Rising water prices in the U.S. are forcing many households to choose between rationing water or risking shutoff due to unpaid bills. A new study shows that government agencies and water utilities may be underestimating the number of households at risk of losing affordable access to water and offers new methods for better assessment.

Sarah Fletcher, a senior study author and assistant professor at Stanford University, highlights the growing problem of water affordability exacerbated by aging infrastructure, climate change, droughts and rising costs of water quality maintenance.

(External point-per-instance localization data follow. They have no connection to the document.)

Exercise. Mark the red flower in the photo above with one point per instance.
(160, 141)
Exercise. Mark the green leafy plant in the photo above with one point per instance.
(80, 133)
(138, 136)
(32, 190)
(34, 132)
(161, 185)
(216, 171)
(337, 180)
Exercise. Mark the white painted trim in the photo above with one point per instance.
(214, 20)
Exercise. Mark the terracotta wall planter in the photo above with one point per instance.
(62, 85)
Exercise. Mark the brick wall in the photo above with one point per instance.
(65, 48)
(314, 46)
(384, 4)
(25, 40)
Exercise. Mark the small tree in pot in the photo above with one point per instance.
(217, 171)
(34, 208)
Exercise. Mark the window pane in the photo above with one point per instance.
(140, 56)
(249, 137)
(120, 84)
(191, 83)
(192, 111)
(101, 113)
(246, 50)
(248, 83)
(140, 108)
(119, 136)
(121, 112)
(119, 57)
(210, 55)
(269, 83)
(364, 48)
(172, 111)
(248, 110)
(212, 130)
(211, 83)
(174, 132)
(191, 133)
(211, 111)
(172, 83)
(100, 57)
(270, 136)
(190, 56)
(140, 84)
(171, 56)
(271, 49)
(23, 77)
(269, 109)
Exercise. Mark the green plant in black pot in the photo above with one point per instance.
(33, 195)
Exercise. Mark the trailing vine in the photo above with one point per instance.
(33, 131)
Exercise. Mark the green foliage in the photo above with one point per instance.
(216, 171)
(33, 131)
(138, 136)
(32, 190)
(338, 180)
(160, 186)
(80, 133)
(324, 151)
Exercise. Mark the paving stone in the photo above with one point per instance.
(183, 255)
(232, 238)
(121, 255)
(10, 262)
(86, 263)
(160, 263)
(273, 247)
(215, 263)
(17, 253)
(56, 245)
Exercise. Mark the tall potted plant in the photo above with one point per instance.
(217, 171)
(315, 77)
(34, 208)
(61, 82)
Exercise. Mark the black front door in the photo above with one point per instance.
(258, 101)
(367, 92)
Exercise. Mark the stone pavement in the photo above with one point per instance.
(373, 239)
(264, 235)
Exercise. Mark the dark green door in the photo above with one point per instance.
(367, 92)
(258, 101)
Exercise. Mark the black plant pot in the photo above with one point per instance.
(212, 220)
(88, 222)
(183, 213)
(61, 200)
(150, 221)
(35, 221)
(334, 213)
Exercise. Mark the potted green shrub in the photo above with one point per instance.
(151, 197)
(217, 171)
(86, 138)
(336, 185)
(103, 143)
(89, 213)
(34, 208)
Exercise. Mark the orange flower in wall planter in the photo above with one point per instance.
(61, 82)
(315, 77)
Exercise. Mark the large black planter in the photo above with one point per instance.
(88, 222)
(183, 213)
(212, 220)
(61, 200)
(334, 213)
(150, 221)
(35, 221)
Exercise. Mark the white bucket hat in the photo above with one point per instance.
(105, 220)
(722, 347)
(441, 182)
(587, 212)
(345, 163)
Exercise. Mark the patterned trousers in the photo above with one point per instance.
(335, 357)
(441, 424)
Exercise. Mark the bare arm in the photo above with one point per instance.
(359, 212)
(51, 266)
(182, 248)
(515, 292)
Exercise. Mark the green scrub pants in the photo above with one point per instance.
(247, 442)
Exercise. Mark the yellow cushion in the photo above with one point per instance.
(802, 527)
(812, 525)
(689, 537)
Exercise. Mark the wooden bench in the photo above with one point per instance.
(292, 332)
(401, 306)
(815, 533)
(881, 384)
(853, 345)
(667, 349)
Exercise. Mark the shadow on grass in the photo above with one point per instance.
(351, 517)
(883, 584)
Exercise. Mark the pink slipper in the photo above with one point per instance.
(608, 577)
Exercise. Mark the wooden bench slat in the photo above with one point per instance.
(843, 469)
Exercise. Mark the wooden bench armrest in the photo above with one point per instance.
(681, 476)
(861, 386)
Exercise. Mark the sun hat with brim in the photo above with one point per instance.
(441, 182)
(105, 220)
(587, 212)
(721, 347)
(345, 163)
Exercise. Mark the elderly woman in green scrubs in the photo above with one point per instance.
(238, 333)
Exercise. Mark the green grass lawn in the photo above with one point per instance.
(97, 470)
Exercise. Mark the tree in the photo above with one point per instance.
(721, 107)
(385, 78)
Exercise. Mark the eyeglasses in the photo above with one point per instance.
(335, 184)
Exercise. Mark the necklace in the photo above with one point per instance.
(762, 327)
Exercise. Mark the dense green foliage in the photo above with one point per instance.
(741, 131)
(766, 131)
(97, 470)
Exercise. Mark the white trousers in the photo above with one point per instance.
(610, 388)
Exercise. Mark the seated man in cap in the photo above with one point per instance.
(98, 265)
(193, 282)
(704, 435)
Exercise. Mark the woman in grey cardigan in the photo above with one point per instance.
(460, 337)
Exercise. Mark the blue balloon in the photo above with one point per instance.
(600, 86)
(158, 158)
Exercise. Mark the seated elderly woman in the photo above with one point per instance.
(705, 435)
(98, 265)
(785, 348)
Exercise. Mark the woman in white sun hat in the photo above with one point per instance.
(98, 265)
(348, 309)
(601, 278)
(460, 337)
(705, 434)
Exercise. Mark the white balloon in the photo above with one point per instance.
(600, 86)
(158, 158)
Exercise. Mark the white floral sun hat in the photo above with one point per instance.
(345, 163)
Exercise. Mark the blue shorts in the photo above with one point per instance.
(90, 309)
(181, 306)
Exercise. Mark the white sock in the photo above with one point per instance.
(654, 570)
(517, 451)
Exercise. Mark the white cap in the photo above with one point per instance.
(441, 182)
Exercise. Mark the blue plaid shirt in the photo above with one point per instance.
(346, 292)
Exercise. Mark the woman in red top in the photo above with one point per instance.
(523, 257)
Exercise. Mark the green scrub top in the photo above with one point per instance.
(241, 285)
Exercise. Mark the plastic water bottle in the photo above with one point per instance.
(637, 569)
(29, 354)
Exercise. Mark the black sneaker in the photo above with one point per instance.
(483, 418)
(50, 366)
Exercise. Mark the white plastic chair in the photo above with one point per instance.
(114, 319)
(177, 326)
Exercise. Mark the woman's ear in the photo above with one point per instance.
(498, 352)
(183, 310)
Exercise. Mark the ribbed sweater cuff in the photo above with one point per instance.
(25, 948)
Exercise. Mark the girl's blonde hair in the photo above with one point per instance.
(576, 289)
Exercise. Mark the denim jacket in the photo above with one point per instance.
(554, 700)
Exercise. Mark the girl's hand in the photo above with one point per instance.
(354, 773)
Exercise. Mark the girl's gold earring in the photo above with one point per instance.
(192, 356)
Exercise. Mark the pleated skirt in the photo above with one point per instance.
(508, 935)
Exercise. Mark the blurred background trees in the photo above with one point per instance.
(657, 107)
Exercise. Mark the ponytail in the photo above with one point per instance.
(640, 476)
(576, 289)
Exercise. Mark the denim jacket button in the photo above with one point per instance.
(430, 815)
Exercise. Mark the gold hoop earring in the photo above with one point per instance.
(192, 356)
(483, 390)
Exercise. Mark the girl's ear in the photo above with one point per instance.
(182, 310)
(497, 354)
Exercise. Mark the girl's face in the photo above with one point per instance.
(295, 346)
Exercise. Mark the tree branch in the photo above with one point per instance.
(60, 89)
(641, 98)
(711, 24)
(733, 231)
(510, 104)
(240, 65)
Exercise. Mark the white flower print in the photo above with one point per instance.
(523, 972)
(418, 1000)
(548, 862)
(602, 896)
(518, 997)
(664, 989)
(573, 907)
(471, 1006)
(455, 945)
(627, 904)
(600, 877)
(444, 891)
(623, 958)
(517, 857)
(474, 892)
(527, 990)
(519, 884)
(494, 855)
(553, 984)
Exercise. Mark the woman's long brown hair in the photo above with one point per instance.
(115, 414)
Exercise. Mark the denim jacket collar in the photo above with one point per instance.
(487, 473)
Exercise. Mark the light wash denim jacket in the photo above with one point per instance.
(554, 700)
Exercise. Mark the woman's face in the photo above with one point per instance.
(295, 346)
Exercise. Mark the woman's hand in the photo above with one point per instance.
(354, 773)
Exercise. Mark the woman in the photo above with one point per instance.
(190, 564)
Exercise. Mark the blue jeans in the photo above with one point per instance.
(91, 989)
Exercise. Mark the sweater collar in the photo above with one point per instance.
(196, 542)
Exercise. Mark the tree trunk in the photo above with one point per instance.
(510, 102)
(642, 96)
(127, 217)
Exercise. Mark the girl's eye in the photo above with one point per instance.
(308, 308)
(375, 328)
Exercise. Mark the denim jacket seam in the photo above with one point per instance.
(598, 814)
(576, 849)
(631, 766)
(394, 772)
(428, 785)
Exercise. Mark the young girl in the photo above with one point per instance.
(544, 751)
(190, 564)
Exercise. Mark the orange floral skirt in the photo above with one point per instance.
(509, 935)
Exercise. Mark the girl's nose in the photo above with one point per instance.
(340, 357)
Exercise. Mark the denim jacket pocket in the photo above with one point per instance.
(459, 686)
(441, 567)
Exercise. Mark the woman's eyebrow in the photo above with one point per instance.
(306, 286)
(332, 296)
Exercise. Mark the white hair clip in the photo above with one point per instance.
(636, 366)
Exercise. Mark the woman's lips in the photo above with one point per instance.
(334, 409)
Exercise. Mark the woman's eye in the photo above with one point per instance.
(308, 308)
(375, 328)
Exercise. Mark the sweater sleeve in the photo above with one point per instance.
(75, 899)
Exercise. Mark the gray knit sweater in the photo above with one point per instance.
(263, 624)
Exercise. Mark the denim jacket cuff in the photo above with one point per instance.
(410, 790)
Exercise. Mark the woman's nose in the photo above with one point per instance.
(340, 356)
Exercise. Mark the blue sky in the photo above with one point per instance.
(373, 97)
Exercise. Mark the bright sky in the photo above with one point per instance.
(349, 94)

The traditional method of assessing water affordability, the "affordability ratio" — which compares total monthly water bills to household income — fails to capture individual household needs and is often inaccurate, according to the researchers. The new Stanford research proposes delinquency metrics, which are based on past payment behavior, to provide a clearer picture of water affordability.

The study analyzed 13 years of water billing data from 40,000 households in Santa Cruz, California, and developed three delinquency metrics: frequency (how often a household falls behind on payments), duration (how long a household remains behind) and severity (the amount of debt incurred). These metrics aim to better gauge a household's ability to pay based on actual payment patterns.

The findings suggest that delinquency metrics can reveal more about water security than the traditional affordability ratio, offering a more nuanced approach to ensuring access to water, a fundamental human right. This new method could better inform utility rates, assistance programs and policy decisions to address water affordability more effectively.